Dr. Sadhan Majumder, a professor in M. D. Anderson's Department of Cancer Genetics, says that RE1-silencing transcription factor (REST) plays a dual role in embryonic stem cells.
"It maintains self-renewal, or the cell's ability to make more and more cells of its own type, and it maintains pluripotency, meaning that the cells have the potential to become any type of cell in the body," Nature magazine quoted him as saying.
Embryonic stem cells are known for their unique ability to develop from identical, unspecialised cells, and then differentiate into distinct types of cells with special functions.
Scientists have so far been able to induce embryonic stem cells to develop into heart muscle cells or insulin-producing cells of the pancreas, and hope to use them to restore or replace failing cells in the human body and perhaps treat a wide range of diseases one day.

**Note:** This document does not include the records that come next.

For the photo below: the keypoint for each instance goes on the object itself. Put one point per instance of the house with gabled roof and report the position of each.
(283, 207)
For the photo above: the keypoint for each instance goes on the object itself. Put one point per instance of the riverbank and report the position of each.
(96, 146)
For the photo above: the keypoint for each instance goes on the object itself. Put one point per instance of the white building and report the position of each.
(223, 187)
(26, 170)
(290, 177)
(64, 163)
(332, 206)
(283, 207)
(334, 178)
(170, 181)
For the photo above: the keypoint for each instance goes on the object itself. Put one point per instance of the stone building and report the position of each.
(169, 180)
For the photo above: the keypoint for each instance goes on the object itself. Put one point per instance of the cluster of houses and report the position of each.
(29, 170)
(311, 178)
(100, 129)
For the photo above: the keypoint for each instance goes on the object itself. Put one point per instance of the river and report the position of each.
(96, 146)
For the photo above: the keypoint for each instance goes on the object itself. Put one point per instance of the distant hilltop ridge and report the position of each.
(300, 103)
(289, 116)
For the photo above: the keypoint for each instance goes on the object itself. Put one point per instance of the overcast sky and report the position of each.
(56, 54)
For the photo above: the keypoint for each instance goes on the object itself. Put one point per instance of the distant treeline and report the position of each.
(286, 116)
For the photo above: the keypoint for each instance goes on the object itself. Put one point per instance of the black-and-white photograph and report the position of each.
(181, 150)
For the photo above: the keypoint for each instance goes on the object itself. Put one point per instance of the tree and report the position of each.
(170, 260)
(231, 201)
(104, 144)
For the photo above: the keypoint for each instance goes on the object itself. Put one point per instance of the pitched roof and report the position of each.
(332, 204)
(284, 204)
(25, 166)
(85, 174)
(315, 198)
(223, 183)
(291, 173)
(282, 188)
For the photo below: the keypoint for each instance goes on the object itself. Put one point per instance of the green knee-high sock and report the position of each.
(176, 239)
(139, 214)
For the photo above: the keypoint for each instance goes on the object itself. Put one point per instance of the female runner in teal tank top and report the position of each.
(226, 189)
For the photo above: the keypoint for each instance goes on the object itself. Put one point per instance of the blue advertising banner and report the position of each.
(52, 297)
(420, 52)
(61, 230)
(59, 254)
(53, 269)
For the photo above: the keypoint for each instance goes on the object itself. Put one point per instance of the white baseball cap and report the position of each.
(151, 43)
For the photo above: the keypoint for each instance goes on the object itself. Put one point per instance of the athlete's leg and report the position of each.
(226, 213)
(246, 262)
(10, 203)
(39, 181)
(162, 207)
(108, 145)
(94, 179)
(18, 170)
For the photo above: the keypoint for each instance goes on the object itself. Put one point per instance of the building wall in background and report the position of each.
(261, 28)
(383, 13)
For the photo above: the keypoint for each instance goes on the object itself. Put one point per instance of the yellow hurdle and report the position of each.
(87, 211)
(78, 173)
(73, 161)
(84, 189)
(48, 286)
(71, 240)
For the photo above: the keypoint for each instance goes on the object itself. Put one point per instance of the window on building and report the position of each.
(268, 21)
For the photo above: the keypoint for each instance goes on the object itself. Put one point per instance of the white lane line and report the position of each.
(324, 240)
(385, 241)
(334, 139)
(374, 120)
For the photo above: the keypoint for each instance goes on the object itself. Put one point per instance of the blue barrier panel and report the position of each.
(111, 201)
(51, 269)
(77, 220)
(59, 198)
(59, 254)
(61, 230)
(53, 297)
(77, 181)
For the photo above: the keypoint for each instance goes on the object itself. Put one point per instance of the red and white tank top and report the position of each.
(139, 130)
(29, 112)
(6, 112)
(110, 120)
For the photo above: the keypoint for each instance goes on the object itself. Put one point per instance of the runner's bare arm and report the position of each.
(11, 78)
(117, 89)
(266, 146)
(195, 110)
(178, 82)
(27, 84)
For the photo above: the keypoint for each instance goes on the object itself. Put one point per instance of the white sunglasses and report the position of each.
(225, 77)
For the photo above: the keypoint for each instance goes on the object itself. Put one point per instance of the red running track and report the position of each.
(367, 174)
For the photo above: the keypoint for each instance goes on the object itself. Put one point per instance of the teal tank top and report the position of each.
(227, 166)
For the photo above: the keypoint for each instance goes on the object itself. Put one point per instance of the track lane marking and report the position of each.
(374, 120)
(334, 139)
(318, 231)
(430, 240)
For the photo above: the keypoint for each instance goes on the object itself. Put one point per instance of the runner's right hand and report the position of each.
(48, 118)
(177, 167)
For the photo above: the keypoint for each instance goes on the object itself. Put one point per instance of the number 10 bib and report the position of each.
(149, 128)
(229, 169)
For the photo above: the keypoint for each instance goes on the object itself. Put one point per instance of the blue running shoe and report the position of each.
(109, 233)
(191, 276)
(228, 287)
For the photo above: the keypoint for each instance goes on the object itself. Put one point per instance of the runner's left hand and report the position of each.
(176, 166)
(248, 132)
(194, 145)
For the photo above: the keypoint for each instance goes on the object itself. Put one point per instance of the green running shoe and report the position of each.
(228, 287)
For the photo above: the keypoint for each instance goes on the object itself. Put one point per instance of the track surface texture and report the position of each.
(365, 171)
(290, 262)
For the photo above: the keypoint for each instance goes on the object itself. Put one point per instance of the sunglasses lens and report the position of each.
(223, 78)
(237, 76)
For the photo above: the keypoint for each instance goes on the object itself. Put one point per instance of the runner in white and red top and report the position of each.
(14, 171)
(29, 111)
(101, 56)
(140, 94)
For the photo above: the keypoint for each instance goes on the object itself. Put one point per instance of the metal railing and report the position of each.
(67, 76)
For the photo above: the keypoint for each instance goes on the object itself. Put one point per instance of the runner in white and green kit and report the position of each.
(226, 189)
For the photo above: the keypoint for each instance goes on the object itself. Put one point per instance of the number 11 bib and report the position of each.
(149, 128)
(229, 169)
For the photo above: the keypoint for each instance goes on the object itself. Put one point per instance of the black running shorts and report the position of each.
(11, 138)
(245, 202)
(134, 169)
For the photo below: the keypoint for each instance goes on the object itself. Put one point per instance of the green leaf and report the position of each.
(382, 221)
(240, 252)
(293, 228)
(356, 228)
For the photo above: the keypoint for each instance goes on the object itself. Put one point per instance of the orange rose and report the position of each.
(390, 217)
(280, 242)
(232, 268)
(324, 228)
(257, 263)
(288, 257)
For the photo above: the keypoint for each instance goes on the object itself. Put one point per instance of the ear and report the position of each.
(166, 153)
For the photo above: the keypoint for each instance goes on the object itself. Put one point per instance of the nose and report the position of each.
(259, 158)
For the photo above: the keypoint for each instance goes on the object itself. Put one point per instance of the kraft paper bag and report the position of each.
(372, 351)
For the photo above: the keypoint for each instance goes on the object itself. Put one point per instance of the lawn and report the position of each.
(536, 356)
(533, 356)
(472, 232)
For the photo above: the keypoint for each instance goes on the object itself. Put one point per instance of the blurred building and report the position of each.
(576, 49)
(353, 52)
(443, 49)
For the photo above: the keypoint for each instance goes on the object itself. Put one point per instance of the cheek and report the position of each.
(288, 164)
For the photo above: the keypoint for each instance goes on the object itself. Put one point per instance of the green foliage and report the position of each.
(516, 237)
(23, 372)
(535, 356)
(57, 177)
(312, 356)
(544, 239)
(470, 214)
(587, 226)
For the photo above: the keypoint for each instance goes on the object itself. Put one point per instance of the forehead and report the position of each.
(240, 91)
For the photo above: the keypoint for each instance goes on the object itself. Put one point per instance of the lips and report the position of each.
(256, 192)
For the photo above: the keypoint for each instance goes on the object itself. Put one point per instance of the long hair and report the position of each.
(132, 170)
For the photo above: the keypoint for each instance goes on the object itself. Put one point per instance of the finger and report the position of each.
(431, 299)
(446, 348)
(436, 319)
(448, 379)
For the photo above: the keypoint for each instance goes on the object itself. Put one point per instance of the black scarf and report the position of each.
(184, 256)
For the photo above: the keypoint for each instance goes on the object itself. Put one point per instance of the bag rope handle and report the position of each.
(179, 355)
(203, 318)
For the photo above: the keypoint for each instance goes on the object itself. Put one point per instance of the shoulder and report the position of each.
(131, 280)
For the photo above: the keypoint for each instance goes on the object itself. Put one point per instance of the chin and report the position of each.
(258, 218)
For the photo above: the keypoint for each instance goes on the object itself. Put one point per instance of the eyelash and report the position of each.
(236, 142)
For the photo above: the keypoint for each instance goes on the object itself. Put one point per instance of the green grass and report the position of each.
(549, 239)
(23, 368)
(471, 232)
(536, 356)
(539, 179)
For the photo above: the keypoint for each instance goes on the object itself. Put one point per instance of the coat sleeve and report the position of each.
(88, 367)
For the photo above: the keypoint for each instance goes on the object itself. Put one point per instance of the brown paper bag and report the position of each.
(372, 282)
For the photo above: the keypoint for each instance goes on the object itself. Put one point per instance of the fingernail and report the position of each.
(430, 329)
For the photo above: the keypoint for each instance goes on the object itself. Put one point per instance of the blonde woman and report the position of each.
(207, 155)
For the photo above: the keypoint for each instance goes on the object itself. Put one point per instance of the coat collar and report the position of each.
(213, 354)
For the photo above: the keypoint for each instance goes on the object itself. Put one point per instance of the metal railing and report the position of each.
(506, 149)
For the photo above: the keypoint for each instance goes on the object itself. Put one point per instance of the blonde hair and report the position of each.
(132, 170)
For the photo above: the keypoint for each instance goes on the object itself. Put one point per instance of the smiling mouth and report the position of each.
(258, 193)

"Embryonic stem cells have a very high potential in medicine. The critical thing is to learn the mechanisms that could be used to generate a lot of self-renewing embryonic stem cells and be able to differentiate them into various cell types," Majumder said.

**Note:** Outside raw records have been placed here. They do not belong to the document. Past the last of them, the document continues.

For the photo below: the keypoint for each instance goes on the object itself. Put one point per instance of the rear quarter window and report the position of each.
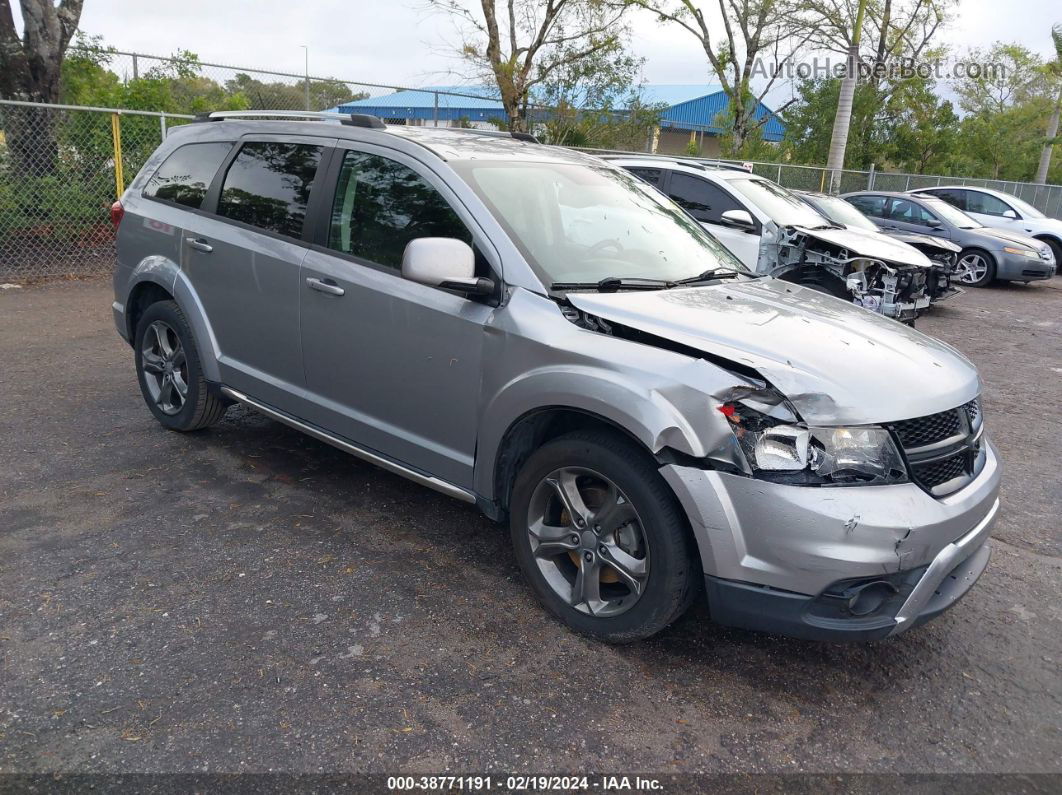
(185, 176)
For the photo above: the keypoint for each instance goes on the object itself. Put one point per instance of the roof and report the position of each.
(687, 106)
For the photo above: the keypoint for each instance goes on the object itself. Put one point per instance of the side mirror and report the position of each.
(738, 219)
(444, 262)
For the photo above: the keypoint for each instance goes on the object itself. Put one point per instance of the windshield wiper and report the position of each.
(714, 273)
(612, 283)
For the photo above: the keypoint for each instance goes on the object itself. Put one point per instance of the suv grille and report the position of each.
(943, 450)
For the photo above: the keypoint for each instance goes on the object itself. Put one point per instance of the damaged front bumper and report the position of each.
(835, 563)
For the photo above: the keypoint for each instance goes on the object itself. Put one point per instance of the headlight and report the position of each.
(792, 453)
(1022, 252)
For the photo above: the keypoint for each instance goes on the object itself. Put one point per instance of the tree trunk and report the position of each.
(839, 139)
(30, 69)
(1045, 154)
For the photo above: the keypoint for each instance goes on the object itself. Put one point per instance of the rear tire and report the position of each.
(626, 520)
(169, 370)
(975, 268)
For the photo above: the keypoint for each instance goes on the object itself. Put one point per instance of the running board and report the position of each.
(425, 480)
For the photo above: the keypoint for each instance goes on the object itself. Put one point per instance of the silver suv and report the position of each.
(541, 333)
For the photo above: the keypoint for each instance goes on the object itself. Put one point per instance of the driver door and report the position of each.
(707, 202)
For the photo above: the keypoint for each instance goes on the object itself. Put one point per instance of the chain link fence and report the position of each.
(61, 169)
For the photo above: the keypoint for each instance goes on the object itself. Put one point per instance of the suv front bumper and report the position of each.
(792, 559)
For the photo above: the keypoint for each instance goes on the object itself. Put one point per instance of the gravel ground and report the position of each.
(247, 599)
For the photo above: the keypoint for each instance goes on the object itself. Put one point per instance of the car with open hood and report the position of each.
(942, 254)
(774, 232)
(538, 333)
(1001, 210)
(986, 254)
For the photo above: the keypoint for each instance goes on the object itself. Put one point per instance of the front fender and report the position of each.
(647, 414)
(168, 275)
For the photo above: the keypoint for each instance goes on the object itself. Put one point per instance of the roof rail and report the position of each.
(526, 137)
(356, 120)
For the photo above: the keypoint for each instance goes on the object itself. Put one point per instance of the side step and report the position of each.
(425, 480)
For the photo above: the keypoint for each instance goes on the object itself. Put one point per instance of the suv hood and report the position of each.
(837, 363)
(868, 243)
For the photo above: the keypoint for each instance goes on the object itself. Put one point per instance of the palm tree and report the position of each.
(1055, 70)
(842, 119)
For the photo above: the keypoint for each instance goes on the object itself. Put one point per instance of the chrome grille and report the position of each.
(943, 451)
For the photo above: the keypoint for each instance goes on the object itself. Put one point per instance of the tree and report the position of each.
(752, 30)
(842, 118)
(520, 45)
(1005, 105)
(30, 68)
(1055, 73)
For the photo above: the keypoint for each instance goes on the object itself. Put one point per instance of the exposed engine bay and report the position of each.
(864, 273)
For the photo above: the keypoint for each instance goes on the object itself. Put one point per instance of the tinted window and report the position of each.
(954, 197)
(909, 212)
(650, 175)
(873, 206)
(186, 174)
(380, 206)
(269, 185)
(989, 205)
(701, 199)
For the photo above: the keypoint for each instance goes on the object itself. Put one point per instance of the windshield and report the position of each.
(841, 212)
(583, 223)
(952, 214)
(782, 206)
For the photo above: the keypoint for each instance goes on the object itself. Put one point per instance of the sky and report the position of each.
(401, 42)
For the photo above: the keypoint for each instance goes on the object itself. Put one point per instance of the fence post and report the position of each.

During the course of study, the researchers found that REST disarms a specific microRNA called microRNA-21 (miR-21) — which suppresses embryonic stem cells' self-renewal, and is associated with a corresponding loss of expression of critical self-renewal regulators like Oct4, Nanog, Sox2 and c-Myc.
The researchers discovered the roles of REST and miR-21 in a series of experiments using cultured mouse embryonic stem cells in either a self-renewal state or a differentiating state.
They say that REST expression was significantly higher in the self-renewal state. According to them, withdrawing REST reduced the stem cells' ability to reproduce themselves, and started differentiation even when the cells were grown under conditions conducive to self-renewal.
When the researchers added REST to differentiating cells, it maintained their self-renewal.
The study also revealed that REST is bound to the gene chromatin of a set of microRNAs with the potential to target self-renewal genes. The researchers say that REST controls transcription of 11 microRNAs.
In an earlier research, Majumder's team had shown that about half of medulloblastomas, an aggressive type of children's brain tumour, overexpress REST, which is not found in most neural cells.
"We found that REST is a critical factor in this group of children's brain tumours," Majumder said, "and that its major function is to keep a group of specific brain stem cells, or progenitor cells, in a state of stemness."
The scientists are now exploring whether microRNAs might also play a role in medulloblastomas.
"Just as blocking REST function has therapeutic potential in medulloblastoma, blocking REST function to allow for differentiation of embryonic stem cells is a potentially critical step in regenerative medicine," Majumder said.